Мне показалось, мы только вошли, а свет уже угасал, и я, посмотрев, что делают другие, опустился на стул позади Эйрига.
— Садись ближе, — бросил он взгляд на стул рядом.
Это было неправильно. Слуге, пусть и личному помощнику, не полагалось сидеть вровень с господином, но это был мой первый и скорее всего единственный шанс узнать, что же такое театр.
Я быстро пересел на соседнее с Эйригом место и застыл, будто ждал, что меня собираются уличить в непозволительном нарушении этикета. Но нет, на меня совсем никто не смотрел. Публика продолжала рассаживаться, ложи — так назывался наш балкон, продолжали наполняться людьми, но к нам больше никто не присоединился.
Стройный голос десятка скрипок разом наполнил пространство, зазвучали тромбоны и клавесин — шум растворился, осталась только красота. Шторы, тяжелее и гораздо длиннее тех, что в доме у Эйрига, распахнулись…
Я задумался, припоминая монотонный рокот Содара, решившего просветить меня насчёт театра…
Точно! Шторы назывались занавесом и его подняли.
На сцене оказалась девушка. Широкий луч света пригвоздил её к месту, музыка затихла, но не исчезла, и чудесный высокий голос завёл песню.
— Я ничего не понимаю, — прошептал я погодя, надеясь, что Эйриг не убьёт меня за то, что я раскрыл рот.

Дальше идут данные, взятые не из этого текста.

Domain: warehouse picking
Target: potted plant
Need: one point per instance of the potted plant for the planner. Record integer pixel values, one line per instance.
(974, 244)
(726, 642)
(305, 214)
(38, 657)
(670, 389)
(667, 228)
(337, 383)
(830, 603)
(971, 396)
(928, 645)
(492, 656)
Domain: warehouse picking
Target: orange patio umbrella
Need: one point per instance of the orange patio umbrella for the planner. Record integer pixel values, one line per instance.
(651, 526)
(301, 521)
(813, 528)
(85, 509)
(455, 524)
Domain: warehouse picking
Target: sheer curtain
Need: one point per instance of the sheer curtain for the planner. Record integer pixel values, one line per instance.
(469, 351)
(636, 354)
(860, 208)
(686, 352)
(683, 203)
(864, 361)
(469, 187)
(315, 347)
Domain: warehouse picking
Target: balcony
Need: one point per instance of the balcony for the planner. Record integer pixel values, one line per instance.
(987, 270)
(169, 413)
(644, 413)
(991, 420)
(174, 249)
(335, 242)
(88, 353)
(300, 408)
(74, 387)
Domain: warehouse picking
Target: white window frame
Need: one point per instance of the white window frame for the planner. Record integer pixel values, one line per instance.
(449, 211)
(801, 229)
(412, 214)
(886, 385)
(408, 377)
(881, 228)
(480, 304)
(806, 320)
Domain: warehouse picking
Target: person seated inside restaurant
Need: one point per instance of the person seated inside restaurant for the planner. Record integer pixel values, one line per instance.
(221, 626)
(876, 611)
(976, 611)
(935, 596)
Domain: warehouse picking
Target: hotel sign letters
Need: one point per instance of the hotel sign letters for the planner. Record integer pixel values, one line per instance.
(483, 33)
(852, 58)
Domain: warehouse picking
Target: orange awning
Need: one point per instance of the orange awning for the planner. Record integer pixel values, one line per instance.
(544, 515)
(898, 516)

— Она поёт на другом языке, — едва заметно склонил он голову ближе ко мне.
Я выдохнул с облегчением, чуть не решив, что я так глуп и необразован, что высокое искусство не для моих ушей.
— Но как же я понимал навистральцев? — осенила меня внезапная мысль.
Всю ночь, гуляя по Тартаре, я прекрасно разбирал, что говорят вокруг. Иногда голоса были сиплыми, иногда булькающими и стрекочущими, так что приходилось навострить слух, но я точно осознавал всё, до последнего слова. И торговцев в лавке, и портных в ателье.
Эйриг вдруг потянулся ко мне и опустил руку мне на грудь.
Я замер в растерянности, и с запозданием понял, что он имеет в виду.
— Амулет?
Он кивнул и убрал руку.
Я воровато огляделся, проверяя никто ли не заметил странного поведения господина. И вдруг обнаружил, что некоторые дамы, занимавшие противоположные ложи, смотрят прямо на нас. Вернее, не на нас, а на господина Эйрига!
Неужели они видели его двусмысленный жест? Нет, перегородка была достаточно высокая, чтобы они ничего не заметили. Но на что они тогда таращатся?
Взгляд Эйрига был по-прежнему прикован к сцене — он не замечал ничего вокруг. А я уже не мог просто слушать и получать удовольствие. Я всё равно ничего не понимал, хоть голос и был приятным, я никак не мог забыть об этих липких настойчивых взглядах, цеплявшихся за наше укрытие. Если сначала они казались мне осторожными и любопытными, теперь дамы настойчиво заглядывали в глубину, словно стараясь всё рассмотреть.